Semalam saat kajian tauhid dari kitab Fathul Majid baru masuk bab man haqqaqat tauhid dakhalal jannata bighairi hisab, bab barang siapa yang berhasil mewujudkan kalimat tauhid niscaya masuk surga tanpa hisab. Bab ini tergolong aneh di kalangan jama'ah. Khususnya bila mengamati mimik wajah. Sebab setahu mereka, selama ini mereka sudah mengamalkan kalimat tauhid tersebut. Apalagi saat mendengar hadits Hushain bin Abdur Rahman radhiyallahu anhu tentang adanya tujuh puluh ribu umat Nabi shallallahu alaihi wasallam yang masuk surga tanpa hisab. Seakan mereka menyadari bahwa yang selama ini mereka lakukan belumlah maksimal. Masih sebatas zikir. Dan memang selama ini pengajian-pengajian yang ada hanya sebatas pada itu. Terlebih yang selalu ditekankan oleh penceramahnya adalah ungkapan, "afdhaludz dzikri fa'lam annahu laa ilaaha illallah" lalu mencukupkan makna zikir pada arti bahasa saja, yaitu ingat melalui lantunan lisan, dan tidak meluaskan maknanya sebagaimana dalam
surat Ali Imran ayat 191,

"(yaitu) orang-orang yang mengingat Allah sambil berdiri atau duduk atau dalam keadan berbaring dan mereka memikirkan tentang penciptaan langit dan bumi (seraya berkata): "Ya Tuhan kami, tiadalah Engkau menciptakan ini dengan sia-sia, Maha Suci Engkau, maka peliharalah kami dari siksa neraka."

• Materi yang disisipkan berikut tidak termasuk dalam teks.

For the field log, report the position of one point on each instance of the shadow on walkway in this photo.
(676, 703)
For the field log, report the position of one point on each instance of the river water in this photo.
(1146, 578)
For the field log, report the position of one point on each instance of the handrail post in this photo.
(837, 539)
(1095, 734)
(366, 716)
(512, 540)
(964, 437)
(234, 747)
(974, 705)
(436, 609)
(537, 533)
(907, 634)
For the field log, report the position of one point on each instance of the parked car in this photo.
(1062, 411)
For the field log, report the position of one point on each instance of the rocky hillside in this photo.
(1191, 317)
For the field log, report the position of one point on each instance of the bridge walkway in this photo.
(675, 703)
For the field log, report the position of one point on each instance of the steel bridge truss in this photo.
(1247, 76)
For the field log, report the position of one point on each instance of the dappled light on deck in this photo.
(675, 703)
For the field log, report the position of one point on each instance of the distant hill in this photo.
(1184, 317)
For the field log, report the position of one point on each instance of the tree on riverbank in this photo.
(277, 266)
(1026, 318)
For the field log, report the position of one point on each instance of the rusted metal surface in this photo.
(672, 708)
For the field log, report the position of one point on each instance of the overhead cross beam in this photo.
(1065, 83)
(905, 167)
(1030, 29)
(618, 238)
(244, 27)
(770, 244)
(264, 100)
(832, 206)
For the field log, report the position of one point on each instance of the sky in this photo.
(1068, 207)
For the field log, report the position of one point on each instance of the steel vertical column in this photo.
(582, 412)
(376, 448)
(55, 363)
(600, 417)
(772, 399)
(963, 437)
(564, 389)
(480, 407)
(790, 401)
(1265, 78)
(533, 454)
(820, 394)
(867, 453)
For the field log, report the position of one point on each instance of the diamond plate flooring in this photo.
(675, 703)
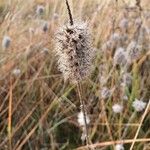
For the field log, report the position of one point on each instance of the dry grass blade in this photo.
(139, 127)
(103, 144)
(10, 116)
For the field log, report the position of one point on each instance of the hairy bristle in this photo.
(74, 51)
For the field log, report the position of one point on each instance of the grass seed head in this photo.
(6, 42)
(74, 51)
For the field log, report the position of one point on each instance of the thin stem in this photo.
(69, 13)
(82, 107)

Di antara hal-hal yang baru mereka ketahui adalah penjelasan tentang rukun dan syarat yang harus dipenuhi dalam kalimat tauhid, juga tanggung jawab seseorang setelah mengucapkan kalimat tersebut.

Dan sejujuranya pembahasan aqidah tauhid sangatlah berat. Bukan berat di materinya. Namun berat menjaga konsistensi jama'ah agar tetap betah dengan pembahasan kalimat laa ilaaha illallah. Sangat kontras bila dibandingkan dengan pembahasan fiqih. Dinamis dan fleksibel. Tentunya dalam bab-bab tertentu. Sedang mengajarkan tauhid, tak ada kata yang wajib saya ucapkan selain Wallahul Musta'aan wal Muwaffiq.

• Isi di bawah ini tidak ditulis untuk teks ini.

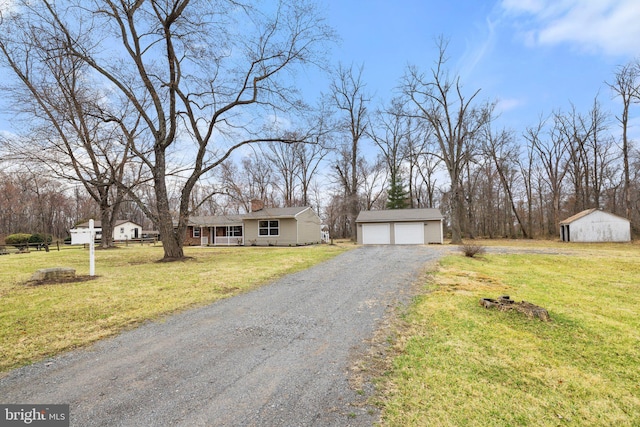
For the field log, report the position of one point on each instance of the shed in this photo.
(400, 227)
(595, 225)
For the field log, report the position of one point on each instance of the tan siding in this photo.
(309, 228)
(286, 237)
(433, 232)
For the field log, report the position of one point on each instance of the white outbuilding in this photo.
(595, 225)
(400, 227)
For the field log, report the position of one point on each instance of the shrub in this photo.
(40, 238)
(17, 239)
(471, 249)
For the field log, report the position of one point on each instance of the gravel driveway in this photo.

Akan tetapi saya sangat bersyukur kepada Allah Subhanahu wa Ta'ala yang telah menciptakan seorang manusia bernama Syeikh Dr. Muhammad Al 'Arifiy. Saya tidak sedang ghuluw terhadap beliau, apalagi galau. Namun karena melihat kiprahnya dalam mendakwahkan tauhid yang penuh hikmah kebijaksanaan—meski ngga usah diteruskan dengan dalam permusyawaratan perwakilan--.

Suatu hari saya mampir ke toko buku yang menjual kitab-kitab Arab, namanya Pustaka Ukhuwah. Sekalian promosi meski yang punya tidak tahu. Barangkali di antara pembaca ada yang mau mampir ke toko buku tersebut, dekat dengan rumah saya. Yang pasti bila ada yang mampir ke toko itu dan tidak mampir ke rumah saya, ibarat orang pergi ke Jakarta dan lupa tidak mampir ke Monas. Saya melihat ada buku kecil semacam cerita non fiksi. Judulnya "Irkab Ma'anaa" karya Dr. Al 'Arifiy. Lalu saya beli. Masa iya mampir doang lalu SMP (setelah mampir pulang)...

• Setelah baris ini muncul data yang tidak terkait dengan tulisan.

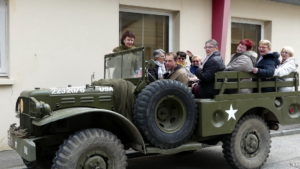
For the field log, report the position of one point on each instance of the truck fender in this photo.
(131, 130)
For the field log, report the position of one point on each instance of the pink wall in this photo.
(220, 21)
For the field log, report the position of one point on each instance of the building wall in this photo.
(53, 43)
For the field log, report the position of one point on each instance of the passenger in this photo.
(243, 60)
(157, 69)
(127, 42)
(181, 59)
(288, 65)
(266, 63)
(174, 70)
(209, 66)
(196, 61)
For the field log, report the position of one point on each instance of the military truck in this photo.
(92, 126)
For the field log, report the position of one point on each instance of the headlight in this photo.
(20, 106)
(38, 108)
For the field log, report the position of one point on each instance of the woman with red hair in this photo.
(243, 60)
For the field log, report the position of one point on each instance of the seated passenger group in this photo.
(174, 66)
(266, 65)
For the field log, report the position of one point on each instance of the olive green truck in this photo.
(92, 126)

Setelah membaca buku tersebut, saya simpulkan ternyata menyampaikan tauhid kepada umat itu butuh "ilmu". Dan tanda kutip pada ilmu itu menunjukkan suatu ilmu yang lain. Dan beliaulah orangnya yang memiliki ilmu yang lain itu. Tauhid bila disampaikan dengan ilmu beliau maka beda rasanya. Makan tempe pun bisa rasa pizza, maksudnya tempenya sedikit pizzanya banyak. Haha..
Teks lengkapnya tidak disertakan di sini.